Abstract
Background: Oscillometry has been used to evaluate changes in pulmonary function in subjects with obstructive lung disease, and to a lesser extent in restrictive lung process. Spirometry also informs on lung disease, but results can be variable depending on patient effort and instruction. We hypothesize that reactance measured at 5 Hz (X5) could be a more sensitive measure of lung restriction and decreased compliance than forced vital capacity (FVC) measured by spirometry. As part of a parallel study to evaluate closed loop logic of an oxygen delivery system in volunteers subjected to hypoxia with and without chest restriction, we compared the sensitivity of X5 and FVC to evaluate the degree of chest restriction.

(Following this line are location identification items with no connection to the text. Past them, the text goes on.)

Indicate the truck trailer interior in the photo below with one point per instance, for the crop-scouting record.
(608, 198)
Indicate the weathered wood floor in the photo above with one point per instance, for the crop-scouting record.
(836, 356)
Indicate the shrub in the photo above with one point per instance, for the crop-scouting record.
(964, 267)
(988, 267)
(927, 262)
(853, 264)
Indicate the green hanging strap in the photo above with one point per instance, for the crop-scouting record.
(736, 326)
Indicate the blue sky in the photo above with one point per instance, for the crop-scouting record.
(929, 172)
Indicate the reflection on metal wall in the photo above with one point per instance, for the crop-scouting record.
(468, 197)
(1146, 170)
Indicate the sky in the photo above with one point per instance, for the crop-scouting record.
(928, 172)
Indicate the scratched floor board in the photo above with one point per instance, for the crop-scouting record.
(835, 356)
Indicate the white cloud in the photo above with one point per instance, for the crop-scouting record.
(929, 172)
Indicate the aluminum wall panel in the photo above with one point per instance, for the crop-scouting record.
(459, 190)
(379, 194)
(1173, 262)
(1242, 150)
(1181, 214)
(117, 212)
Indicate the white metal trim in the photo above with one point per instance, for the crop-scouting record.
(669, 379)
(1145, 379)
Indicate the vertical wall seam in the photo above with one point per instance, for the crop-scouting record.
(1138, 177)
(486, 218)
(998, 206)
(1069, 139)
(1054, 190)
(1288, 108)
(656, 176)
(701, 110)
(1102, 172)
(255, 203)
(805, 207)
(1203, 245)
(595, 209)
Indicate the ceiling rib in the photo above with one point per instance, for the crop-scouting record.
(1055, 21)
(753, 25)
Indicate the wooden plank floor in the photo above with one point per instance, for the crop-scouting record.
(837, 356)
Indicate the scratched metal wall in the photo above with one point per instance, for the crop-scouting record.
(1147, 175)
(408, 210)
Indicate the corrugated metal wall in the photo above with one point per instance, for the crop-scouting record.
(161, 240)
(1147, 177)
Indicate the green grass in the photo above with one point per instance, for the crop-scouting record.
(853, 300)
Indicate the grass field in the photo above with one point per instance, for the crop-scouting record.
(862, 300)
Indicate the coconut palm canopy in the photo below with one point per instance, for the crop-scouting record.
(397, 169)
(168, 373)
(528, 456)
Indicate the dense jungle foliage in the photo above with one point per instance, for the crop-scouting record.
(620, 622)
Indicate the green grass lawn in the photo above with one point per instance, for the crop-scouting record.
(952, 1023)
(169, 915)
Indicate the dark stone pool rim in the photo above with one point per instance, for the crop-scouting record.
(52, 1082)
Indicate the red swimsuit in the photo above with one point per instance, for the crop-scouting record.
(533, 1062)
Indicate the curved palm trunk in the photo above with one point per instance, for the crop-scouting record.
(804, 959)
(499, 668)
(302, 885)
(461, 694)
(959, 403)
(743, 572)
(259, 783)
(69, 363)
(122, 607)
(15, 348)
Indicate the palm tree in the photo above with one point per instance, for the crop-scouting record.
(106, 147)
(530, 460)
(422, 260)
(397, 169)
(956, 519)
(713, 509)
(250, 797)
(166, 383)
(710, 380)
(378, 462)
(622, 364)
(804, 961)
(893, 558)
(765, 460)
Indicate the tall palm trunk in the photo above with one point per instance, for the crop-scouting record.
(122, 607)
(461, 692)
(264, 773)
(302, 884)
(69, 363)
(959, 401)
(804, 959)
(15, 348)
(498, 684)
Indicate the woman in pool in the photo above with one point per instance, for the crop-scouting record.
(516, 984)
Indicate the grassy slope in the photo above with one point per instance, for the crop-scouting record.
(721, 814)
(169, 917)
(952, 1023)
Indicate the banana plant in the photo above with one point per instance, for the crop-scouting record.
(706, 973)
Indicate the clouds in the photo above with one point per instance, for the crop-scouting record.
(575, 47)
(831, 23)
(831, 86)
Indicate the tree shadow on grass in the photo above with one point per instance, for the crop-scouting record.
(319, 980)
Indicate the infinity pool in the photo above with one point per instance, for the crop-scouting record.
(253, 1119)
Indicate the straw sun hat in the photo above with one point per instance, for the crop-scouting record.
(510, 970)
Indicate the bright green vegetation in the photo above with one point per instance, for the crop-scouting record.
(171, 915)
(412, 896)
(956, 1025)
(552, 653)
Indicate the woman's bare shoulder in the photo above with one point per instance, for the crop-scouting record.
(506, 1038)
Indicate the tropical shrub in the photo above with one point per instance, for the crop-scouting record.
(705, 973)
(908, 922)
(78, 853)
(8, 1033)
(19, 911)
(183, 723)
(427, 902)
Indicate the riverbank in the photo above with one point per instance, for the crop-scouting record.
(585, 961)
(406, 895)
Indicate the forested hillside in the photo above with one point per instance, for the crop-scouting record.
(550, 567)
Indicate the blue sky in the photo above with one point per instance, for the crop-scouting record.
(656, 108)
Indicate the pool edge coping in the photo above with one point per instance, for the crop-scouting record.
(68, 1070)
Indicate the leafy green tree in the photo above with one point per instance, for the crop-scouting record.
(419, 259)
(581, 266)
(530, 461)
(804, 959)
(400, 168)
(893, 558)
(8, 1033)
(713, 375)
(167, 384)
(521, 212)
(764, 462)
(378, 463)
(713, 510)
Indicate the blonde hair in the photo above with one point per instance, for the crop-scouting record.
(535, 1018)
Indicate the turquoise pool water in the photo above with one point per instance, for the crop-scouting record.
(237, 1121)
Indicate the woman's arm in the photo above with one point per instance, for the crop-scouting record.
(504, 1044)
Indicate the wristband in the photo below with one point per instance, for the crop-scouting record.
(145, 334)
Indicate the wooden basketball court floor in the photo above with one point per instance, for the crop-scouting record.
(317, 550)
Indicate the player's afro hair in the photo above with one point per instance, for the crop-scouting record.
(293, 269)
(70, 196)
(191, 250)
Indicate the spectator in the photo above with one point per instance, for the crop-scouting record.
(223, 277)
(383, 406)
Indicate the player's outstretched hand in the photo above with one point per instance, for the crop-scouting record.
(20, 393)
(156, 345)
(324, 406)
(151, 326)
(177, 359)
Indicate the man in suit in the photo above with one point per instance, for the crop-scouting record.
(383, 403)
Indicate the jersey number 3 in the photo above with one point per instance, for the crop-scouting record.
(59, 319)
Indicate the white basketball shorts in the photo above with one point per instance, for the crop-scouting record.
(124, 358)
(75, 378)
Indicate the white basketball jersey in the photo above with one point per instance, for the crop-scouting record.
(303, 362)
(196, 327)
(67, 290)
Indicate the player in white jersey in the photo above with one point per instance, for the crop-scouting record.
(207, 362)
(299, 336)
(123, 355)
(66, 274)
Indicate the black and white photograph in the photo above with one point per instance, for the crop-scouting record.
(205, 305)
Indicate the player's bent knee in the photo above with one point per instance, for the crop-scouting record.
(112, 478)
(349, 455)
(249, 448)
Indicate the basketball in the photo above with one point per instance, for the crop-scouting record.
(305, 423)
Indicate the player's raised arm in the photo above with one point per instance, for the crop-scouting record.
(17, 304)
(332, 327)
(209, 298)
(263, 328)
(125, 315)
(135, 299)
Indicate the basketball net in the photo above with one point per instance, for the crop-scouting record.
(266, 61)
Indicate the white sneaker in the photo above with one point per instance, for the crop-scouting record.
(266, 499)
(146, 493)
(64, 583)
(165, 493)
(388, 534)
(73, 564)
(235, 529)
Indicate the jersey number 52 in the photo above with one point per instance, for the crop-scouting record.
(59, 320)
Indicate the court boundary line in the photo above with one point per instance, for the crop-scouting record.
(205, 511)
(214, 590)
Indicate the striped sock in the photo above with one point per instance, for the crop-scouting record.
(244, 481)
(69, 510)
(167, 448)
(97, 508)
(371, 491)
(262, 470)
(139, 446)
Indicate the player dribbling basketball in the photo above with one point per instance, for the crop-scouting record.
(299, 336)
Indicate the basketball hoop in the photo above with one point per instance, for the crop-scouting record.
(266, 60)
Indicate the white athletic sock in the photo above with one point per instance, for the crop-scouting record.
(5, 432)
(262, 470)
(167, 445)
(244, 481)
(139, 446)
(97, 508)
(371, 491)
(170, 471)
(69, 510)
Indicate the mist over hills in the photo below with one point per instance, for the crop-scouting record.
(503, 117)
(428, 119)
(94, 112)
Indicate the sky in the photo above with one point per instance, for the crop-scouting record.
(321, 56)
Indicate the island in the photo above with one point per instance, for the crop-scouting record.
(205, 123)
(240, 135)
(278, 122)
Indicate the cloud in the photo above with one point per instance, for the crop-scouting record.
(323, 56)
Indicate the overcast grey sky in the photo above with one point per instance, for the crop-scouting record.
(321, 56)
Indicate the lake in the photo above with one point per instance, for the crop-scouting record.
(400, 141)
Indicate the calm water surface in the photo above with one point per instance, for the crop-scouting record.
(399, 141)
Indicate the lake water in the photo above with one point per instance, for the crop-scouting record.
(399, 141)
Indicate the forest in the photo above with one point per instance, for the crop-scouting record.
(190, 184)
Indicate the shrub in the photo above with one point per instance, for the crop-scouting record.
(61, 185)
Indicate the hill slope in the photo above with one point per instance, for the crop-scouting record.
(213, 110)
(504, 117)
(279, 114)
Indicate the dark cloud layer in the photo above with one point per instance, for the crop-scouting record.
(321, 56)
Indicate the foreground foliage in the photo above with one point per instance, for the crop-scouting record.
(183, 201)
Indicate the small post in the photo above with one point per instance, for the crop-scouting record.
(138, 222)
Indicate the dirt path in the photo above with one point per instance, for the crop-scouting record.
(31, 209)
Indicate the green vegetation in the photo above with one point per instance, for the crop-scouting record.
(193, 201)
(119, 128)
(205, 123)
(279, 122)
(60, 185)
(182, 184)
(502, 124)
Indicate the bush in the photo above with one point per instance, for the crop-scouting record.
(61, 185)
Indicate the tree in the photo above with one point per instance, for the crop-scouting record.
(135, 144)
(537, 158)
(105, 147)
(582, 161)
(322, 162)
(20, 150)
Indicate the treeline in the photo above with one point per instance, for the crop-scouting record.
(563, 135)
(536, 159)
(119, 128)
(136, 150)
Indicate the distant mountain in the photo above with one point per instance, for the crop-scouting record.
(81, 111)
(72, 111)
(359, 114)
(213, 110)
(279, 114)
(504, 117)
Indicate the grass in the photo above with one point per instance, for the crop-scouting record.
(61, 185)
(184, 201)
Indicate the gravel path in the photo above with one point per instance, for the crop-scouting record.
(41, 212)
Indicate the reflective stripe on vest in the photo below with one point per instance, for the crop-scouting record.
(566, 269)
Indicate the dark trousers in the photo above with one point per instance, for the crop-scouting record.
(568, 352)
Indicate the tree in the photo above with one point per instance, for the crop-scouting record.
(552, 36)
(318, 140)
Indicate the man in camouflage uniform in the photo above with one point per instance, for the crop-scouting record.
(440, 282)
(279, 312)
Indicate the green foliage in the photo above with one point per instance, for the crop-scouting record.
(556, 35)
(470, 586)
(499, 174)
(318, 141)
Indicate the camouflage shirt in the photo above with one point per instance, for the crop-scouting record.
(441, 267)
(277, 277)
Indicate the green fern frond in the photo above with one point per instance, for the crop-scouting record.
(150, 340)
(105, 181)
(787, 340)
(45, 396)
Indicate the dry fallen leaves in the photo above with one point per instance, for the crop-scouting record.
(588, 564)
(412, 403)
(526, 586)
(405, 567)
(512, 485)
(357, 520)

Methods: Five healthy volunteers were selected, screened, and consented at UTMB’s Clinical Research Center (IRB# 18-0007). Each volunteer underwent two randomized hypoxia studies with or without an extra-thoracic restriction device. Restriction was achieved by placing a belt around the thoracic cavity to simulate low compliance or chest wall restriction. To evaluate the degree of restriction, FVC was measured with spirometry and airway resistance and lung reactance were measured with the forced oscillometry technique (FOT). Spirometry with and without extra-thoracic restriction was measured with a portable Koko Spirometer. FOT was assessed with the Resmon Pro. Other variables measured during hypoxia studies included end-tidal CO2, SpO2, oxygen flow, tidal volume (VT), respiratory rate (RR) and minute ventilation (MV). An anesthesiologist was present and monitored the volunteers throughout the study. Hypoxia was discontinued if SpO2 decreased below 70% for more than 3 min or volunteers became symptomatic (intolerant).
Results: Application of restriction significantly decreased FVC (non-restriction: 5.54 ± 0.53L vs restriction: 4.65 ± 0.33 L; P < 0.001). X5 also became more negative with restriction (non-restriction: -0.67 cm H2O/L/s vs restriction: -1.47 cm H2O/L/s; P< 0.004). The average change in FVC was 28% while for X5 it was 113%.
Conclusions: Assessment of lung function can be done easily, reproducibly, and with minimal patient instruction or effort using FOT. X5 correlates with changes in chest wall compliance that result in a restrictive process as measured by spirometry. X5 appears to be a more sensitive measure of changing respiratory system compliance and could be useful in following post-COVID-19 patients complaining of continuing dyspnea.